With everything going digital and the only safe place you can explore is the internet, it’s no surprise that young folk have received more questions related to technology and the internet from older relatives. As my parents get more and more into the digital world—my dad with his online gaming and my mom with her online shopping and Viber shenanigans—I am reminded of the differences between us in relation to the norm dictated by generations. Being stuck at home 98 percent of the time since last year, I’d like to share a few tips to help bridge that gap:
Game with them
My father is technologically inept but becomes some sort of digital whiz when it comes to his favorite online shooter games. Not knowing how to use Google does not stop him from improving his knowledge on phones so he could do better in rank and kills. Just like playtime for kids is an educational experience, online gaming is just as good at helping individuals adjust to the 21st century as it makes use of multiple gadgets. Plus, you get to spend some time with your parent or older relative doing something you enjoy—you think dad would start to realize just how important a wider screen would be?
Invite them to your current digital obsession
As someone nearing her mid-twenties, I am starting to understand the feeling of being left out by the younger generation. I didn’t think this feeling would come so early but here I am still trying to catch up on online trends (TYG for food TikToks. These I can get with). I get it. Not everyone is comfortable exposing their interest to their parents but, hey, if you are gonna be stuck at home together, might as well find things you can bond over.
Teaching someone about shared interests makes things much more engaging and fun. Who knows? Maybe you’ll find yourself a TikTok dance partner or a marathon buddy to watch your kdrama with you until dawn. (Eomma, can we order some korean chicken too?)

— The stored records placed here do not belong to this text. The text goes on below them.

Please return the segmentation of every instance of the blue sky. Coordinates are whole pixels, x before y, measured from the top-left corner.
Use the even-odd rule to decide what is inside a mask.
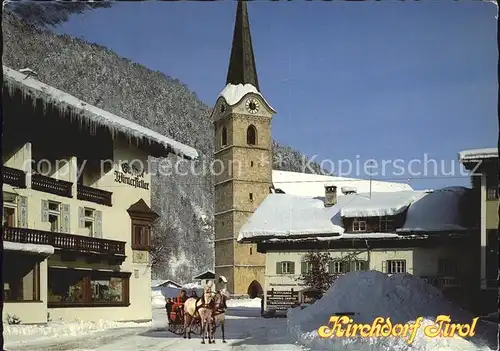
[[[177,78],[212,106],[235,9],[233,1],[122,3],[56,31]],[[362,165],[374,159],[374,179],[412,178],[416,189],[469,185],[457,152],[497,145],[493,4],[256,1],[248,11],[260,87],[278,111],[275,140],[344,174],[339,160],[359,160],[350,176],[368,177]],[[390,163],[383,172],[383,160],[397,159],[404,174]],[[409,170],[412,159],[421,163]]]

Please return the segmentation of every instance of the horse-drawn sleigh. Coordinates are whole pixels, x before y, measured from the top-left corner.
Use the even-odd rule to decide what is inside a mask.
[[[184,338],[191,339],[191,334],[201,335],[202,344],[205,337],[208,343],[215,343],[215,332],[220,326],[222,342],[226,342],[224,319],[226,298],[220,292],[204,293],[200,298],[190,297],[169,313],[168,330]]]

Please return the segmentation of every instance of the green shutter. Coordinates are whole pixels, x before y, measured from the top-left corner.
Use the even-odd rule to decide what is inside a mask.
[[[70,215],[70,207],[67,204],[62,204],[61,206],[61,216],[62,216],[62,232],[63,233],[71,233],[71,215]]]
[[[85,208],[78,207],[78,228],[85,228]]]
[[[276,262],[276,274],[281,274],[282,269],[281,269],[281,262]]]
[[[28,227],[28,198],[19,196],[17,202],[17,223],[21,228]]]
[[[49,221],[49,202],[47,200],[42,200],[42,222]]]
[[[306,274],[307,273],[307,262],[300,262],[300,273]]]
[[[290,264],[290,274],[295,274],[295,262],[289,262]]]
[[[102,211],[94,211],[94,236],[102,238]]]

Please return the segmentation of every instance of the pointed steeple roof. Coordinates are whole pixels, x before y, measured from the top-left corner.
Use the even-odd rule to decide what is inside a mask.
[[[250,25],[248,23],[247,4],[243,0],[238,0],[236,9],[233,46],[231,48],[226,84],[251,84],[257,91],[260,91],[252,38],[250,36]]]

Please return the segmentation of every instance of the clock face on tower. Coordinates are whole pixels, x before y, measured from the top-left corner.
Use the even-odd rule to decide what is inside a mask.
[[[224,103],[220,104],[220,113],[226,112],[226,105]]]
[[[250,113],[257,113],[259,111],[259,100],[250,98],[246,101],[245,107],[247,108],[247,111]]]

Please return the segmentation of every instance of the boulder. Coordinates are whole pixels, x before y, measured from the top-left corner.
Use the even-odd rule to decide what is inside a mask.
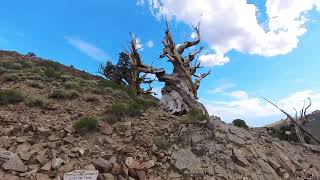
[[[26,172],[28,167],[23,164],[22,160],[17,154],[14,154],[5,149],[0,149],[0,164],[4,170],[13,170],[18,172]]]
[[[190,149],[178,149],[172,153],[171,158],[173,159],[172,165],[179,172],[187,170],[193,174],[203,173],[200,159]]]
[[[112,164],[103,158],[94,159],[92,163],[97,169],[101,169],[104,173],[108,173],[112,169]]]

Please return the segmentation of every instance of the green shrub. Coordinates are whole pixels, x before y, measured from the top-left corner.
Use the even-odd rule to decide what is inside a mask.
[[[79,76],[80,76],[82,79],[86,79],[86,80],[92,79],[92,77],[91,77],[89,74],[87,74],[87,73],[81,73]]]
[[[39,98],[39,97],[31,97],[26,99],[26,105],[29,107],[45,107],[48,105],[48,102]]]
[[[116,122],[121,121],[121,117],[115,115],[115,114],[108,114],[105,119],[106,122],[108,122],[109,124],[114,124]]]
[[[38,81],[27,81],[27,85],[33,88],[43,89],[44,85]]]
[[[248,128],[246,122],[242,119],[235,119],[232,121],[232,124],[240,128],[245,128],[245,129]]]
[[[78,131],[93,131],[97,129],[98,120],[95,117],[82,117],[73,124]]]
[[[80,93],[76,90],[55,89],[49,95],[49,98],[53,99],[75,99],[80,96]]]
[[[68,97],[67,99],[75,99],[75,98],[78,98],[80,97],[80,93],[76,90],[70,90],[68,91]]]
[[[14,90],[0,90],[0,105],[13,104],[23,101],[21,93]]]
[[[169,141],[169,138],[166,138],[164,136],[158,136],[153,140],[154,144],[163,150],[168,150],[171,146],[171,143]]]
[[[6,69],[19,70],[23,68],[23,65],[20,62],[7,61],[7,62],[4,62],[3,67],[5,67]]]
[[[111,106],[110,114],[123,116],[138,116],[146,109],[156,106],[157,102],[142,97],[134,98],[128,102],[115,103]]]
[[[111,106],[111,114],[124,116],[128,113],[129,108],[127,103],[115,103]]]
[[[189,111],[186,116],[183,118],[183,123],[186,124],[195,124],[199,121],[206,120],[208,117],[200,111],[192,110]]]
[[[113,96],[119,97],[119,98],[124,98],[124,99],[129,99],[130,96],[128,95],[127,92],[120,90],[120,89],[116,89],[112,92]]]
[[[79,85],[77,81],[67,81],[63,84],[66,89],[73,89],[77,91],[82,91],[82,87]]]
[[[17,74],[4,74],[3,75],[5,81],[17,81],[19,80],[19,76]]]
[[[122,89],[123,88],[123,86],[121,86],[111,80],[100,80],[98,84],[99,84],[99,86],[105,87],[105,88],[106,87],[110,87],[112,89]]]
[[[56,79],[60,79],[61,71],[53,67],[47,67],[44,70],[44,75],[48,78],[48,80],[56,80]]]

Teach them how to search for themselves
Modern problems require modern solutions. If you can’t be there for their technological inquiries, then teach them via the all knowing source: *the Internet*. Need I say more?
The internet undeniably knows way more than you, but a little help from a fellow human won’t hurt. This way they can continue to discover the wonders of technology at their own pace—just do your best to keep them away from the sketchy sites and scams (yes, dad I’m talking to you)
Simply be patient
What are a few simple answers to questions? Before you curse at your parents for not knowing how to use the internet, remember that what may come as natural to you, may not be something they had to do before this pandemic forced our lives to rely heavily on online resources. You may compare them to kids who treat apps on their tablets like it’s second nature, but remember that it is what they’ve become accustomed to (now that’s a discussion for another article).